In 1965, obviously intimate with the darker side of Elijah Muhammad’s Nation of Islam Malcolm lived
each day as if I am already dead, and I tell you what I would like for you to do. When I am dead—I say it in that way because from the things I know, I do not expect to live long enough to read this book in its finished form—I want you to just watch and see if I’m not right in what I say: that the white man, in his press, is going to identify me with ‘hate’ (389).
After his death a “new” Malcolm began to emerge: now “his attitude toward the white man underwent a marked change in 1964—a change that contributed to his break with Elijah Mohammed and his racist doctrine” and had contact with “white men who were not the ‘devils’ the had thought they were” (Introduction, xxix).
In today’s politically correct climate it would be extremely inappropriate to criticize the memory of Malcolm or his postage stamp memorial. From his death in 1965 to date there appears to be a subtle reshaping of history and values not inconsistent with “political correctness” and its intolerance. By 1999 at the ceremony for his stamp, no other than Mike Wallace, a real darling of the liberal media, took the podium and proclaimed “the stamp that honors him today is the kind of recognition he deserves as a courageous American hero” (Introduction, xvi). One is left to ponder if Malcolm would consider Wallace one of the distrusted whites exhibiting his “escapist way to salve their consciences.” If nothing else Malcolm spoke his mind, and should therefore respect anyone else doing the same.
There is a real problem in considering him a “hero” in any sense of the word. He was, in his own acknowledgement, a demagogue—“Yes, I have cherished my ‘demagogue’ role” (389). An “emotional dictator” “gaining power by appealing to people’s emotions and prejudices” defines the role, according to the Encarta Dictionary. This was in reality a man who “learned to hate every drop of that white rapist’s (his grandfather) blood that is in me” (3). No doubt a brilliant man he disingenuously predicts he will be “identified with hate”. And he should be surprised by that? Later apologists would insist he was struck down before white America could see him transform into some sort of voice of reason. Maybe so; but it is difficult to commend a man for what he may have been in view of what he was.

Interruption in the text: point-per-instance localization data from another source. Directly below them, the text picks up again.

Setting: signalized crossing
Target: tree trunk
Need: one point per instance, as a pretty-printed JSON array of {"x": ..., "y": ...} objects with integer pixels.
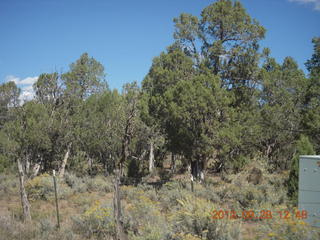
[
  {"x": 36, "y": 169},
  {"x": 173, "y": 163},
  {"x": 90, "y": 163},
  {"x": 27, "y": 165},
  {"x": 151, "y": 158},
  {"x": 24, "y": 199},
  {"x": 197, "y": 169},
  {"x": 64, "y": 162}
]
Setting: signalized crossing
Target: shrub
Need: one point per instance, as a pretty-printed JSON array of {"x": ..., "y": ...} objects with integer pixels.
[
  {"x": 193, "y": 217},
  {"x": 143, "y": 218},
  {"x": 41, "y": 187},
  {"x": 291, "y": 229},
  {"x": 100, "y": 184},
  {"x": 97, "y": 221},
  {"x": 76, "y": 183}
]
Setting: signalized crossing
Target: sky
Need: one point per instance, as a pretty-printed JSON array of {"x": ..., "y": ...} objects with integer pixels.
[{"x": 43, "y": 36}]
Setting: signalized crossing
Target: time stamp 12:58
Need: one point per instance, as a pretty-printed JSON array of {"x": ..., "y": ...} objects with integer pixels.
[{"x": 256, "y": 215}]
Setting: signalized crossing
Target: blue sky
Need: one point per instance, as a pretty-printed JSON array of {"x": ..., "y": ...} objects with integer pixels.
[{"x": 40, "y": 36}]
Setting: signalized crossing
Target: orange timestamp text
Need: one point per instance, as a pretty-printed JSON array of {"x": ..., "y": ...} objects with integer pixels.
[{"x": 257, "y": 215}]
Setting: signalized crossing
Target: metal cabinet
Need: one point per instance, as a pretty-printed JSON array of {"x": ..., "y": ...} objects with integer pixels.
[{"x": 309, "y": 188}]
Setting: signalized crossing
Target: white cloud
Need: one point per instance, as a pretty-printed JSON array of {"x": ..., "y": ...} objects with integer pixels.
[
  {"x": 316, "y": 3},
  {"x": 25, "y": 85}
]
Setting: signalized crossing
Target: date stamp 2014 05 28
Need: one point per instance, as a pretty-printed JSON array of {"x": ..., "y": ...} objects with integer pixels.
[{"x": 257, "y": 215}]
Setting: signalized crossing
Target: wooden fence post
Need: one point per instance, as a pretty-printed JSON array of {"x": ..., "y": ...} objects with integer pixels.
[
  {"x": 56, "y": 197},
  {"x": 117, "y": 204}
]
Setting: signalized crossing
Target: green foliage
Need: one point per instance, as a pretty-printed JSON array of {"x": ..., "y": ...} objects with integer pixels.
[
  {"x": 291, "y": 229},
  {"x": 41, "y": 187},
  {"x": 303, "y": 147},
  {"x": 96, "y": 222},
  {"x": 193, "y": 216}
]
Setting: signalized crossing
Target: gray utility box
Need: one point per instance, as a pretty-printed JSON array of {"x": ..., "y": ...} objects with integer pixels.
[{"x": 309, "y": 188}]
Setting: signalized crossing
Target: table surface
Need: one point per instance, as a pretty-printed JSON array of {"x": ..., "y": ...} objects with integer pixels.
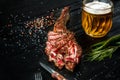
[{"x": 20, "y": 54}]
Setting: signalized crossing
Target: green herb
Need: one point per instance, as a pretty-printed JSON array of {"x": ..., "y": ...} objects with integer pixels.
[{"x": 103, "y": 49}]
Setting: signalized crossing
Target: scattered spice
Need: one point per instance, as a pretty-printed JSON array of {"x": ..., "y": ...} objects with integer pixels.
[{"x": 41, "y": 22}]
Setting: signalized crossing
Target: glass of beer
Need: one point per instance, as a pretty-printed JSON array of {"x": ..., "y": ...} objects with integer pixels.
[{"x": 97, "y": 17}]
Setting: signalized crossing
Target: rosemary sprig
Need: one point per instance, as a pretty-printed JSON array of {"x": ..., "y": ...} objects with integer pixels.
[{"x": 103, "y": 49}]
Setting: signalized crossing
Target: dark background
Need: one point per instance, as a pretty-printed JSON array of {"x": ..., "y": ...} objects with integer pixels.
[{"x": 20, "y": 54}]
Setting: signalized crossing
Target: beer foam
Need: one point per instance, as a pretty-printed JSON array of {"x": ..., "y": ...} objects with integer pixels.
[{"x": 97, "y": 7}]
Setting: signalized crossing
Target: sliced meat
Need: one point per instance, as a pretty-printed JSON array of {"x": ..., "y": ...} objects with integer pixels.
[{"x": 61, "y": 46}]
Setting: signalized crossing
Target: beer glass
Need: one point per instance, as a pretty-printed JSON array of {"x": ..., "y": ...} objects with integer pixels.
[{"x": 97, "y": 17}]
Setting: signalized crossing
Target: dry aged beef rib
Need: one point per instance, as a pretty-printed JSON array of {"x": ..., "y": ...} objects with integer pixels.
[{"x": 61, "y": 47}]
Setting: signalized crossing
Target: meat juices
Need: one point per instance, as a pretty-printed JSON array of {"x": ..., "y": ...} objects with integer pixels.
[{"x": 61, "y": 47}]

His daughter, writing the Forward to the latest edition of her father’s autobiography tells us “Behold, America. Just when our country’s cultural evolution appears to have stagnated and we’ve grown insensitive to justice…this national commemoration, three decades after his lifetime, pays tribute to his immeasurable contributions on behalf of one’s innate right to self-preservation and human dignity” (Foreword, ix). His own self-preservation is deeply suspect and there is little dignity to be seen in his unyielding attacks on anyone or anything contrary to his demagoguery. Of course he is commemorated by a stamp, how could he not be—and with due respect to his daughter—his USPS commemoration carries as much popular support and interest as any number of other commemorative issues: pasted in a philatelist’s collection but not on a national consciousness.
Works Cited
Haley, Alex, and X, Malcolm. The Autobiography of Malcolm X as told to Alex Haley.
New York: Ballantine Books, 1999.
United States Postal Service. 1999 Black Heritage Commemorative Issue, Malcolm X.